I find that neediness is just an expression of insecurity… when we don’t like ourselves and can’t imagine what others see in us, we hope for signs of approval and validation from them. When they come frequently, as in a new friendship or relationship, we can get addicted to the rush of feeling like we matter to someone. Over time as newness wears off, behavior falls into a more typical give-and-take, and we miss that ego boost. Then we start to do attention-seeking things, like trying to do favors and be useful or at least be cute, and when that doesn’t work we create drama. Eventually, the other sees that we’re insecure and trying too hard and not being genuine, and they move on. Then we have reinforced our low self-esteem by proving that we’re not likable. It’s a vicious cycle.

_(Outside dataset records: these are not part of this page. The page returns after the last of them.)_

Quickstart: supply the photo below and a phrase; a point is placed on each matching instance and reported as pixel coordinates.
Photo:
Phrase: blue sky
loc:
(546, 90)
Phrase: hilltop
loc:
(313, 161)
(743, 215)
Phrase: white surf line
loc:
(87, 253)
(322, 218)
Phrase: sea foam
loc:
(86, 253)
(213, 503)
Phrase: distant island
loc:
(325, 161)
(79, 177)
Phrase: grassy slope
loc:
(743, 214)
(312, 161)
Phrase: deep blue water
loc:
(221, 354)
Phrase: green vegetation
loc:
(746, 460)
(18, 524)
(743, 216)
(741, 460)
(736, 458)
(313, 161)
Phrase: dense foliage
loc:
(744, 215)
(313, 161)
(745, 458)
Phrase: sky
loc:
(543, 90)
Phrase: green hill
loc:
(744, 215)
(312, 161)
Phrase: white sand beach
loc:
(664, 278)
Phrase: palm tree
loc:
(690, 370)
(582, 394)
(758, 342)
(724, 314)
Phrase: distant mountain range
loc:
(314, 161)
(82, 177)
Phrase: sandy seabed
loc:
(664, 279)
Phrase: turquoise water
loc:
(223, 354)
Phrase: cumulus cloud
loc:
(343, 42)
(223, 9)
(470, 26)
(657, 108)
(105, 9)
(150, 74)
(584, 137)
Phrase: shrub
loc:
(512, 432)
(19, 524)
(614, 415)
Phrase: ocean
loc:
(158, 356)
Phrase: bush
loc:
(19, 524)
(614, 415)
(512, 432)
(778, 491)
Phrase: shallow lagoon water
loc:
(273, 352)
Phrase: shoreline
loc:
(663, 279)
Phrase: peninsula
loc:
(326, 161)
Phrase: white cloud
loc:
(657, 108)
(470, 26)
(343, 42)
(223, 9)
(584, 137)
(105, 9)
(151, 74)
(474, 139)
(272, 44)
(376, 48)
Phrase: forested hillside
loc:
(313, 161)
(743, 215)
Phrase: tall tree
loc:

In my personal journey, I broke everything down to the base issue of Fear. Insecurities, jealousy, controlling, anxiety and depression can usually be broken down to fear of being alone. Once I came to this conclusion, I reminded myself of the fact that we are born alone and we die alone. Even if we’re identical twins, or even if my beloved and I die simultaneously in each other’s arms – we cross the threshold to and from this existence as a single entity. Once I accepted this fact, I realized that I only have to answer to myself and my own conscience (in my case, I am also obligated to the being whom I brought into the world, since he didn’t ask to be born). The other fact that I came to accept was that control is an illusion—we can not change the past, we can not control other people, we can not determine what will happen next in our lives… the only thing we can control is what we think, say, and do in this very moment.
I found these realizations to be very liberating. I stopped pining for a happy childhood in a healthy family because it just could never be. I stopped worrying about what others think of me or trying to manipulate them into liking or needing me. Instead, I focused on the moment I was in – observing what was happening, finding the positives to enjoy, and dealing with the negatives (even if that means just letting them go, like water off a duck’s back). My only goal is to choose actions in the moment that allow me to go to bed at night with no new regrets.
I learned to accept myself as I was – chronically depressed. I thought about how my shitty childhood and chronic depression helped me be more compassionate and a deep-thinker. I realized that it wasn’t “wrong” to be the way I am. I then learned to forgive the mistakes I’d made while I struggled with fear, insecurity, and control issues and let go of the ‘what-ifs’ and ‘should-haves’. I learned to like myself… and thus I became less needy of validation from others. I found my happiness within – just like all the clichés said I would. Once I started liking me, life became more enjoyable, I became more comfortable and confident and I found myself with new friends who genuinely like the genuine me, and are OK with me when I forget to reply to a message, or if I’m feeling tired and grumpy. I now respect myself, so I have found others who also respect me and won’t tolerate disrespect.
What we see in the mirror is what we find in the world around us… like attracts like. Once you become your own best friend, you’ll find more friends who reinforce that belief in you. It really does start from within.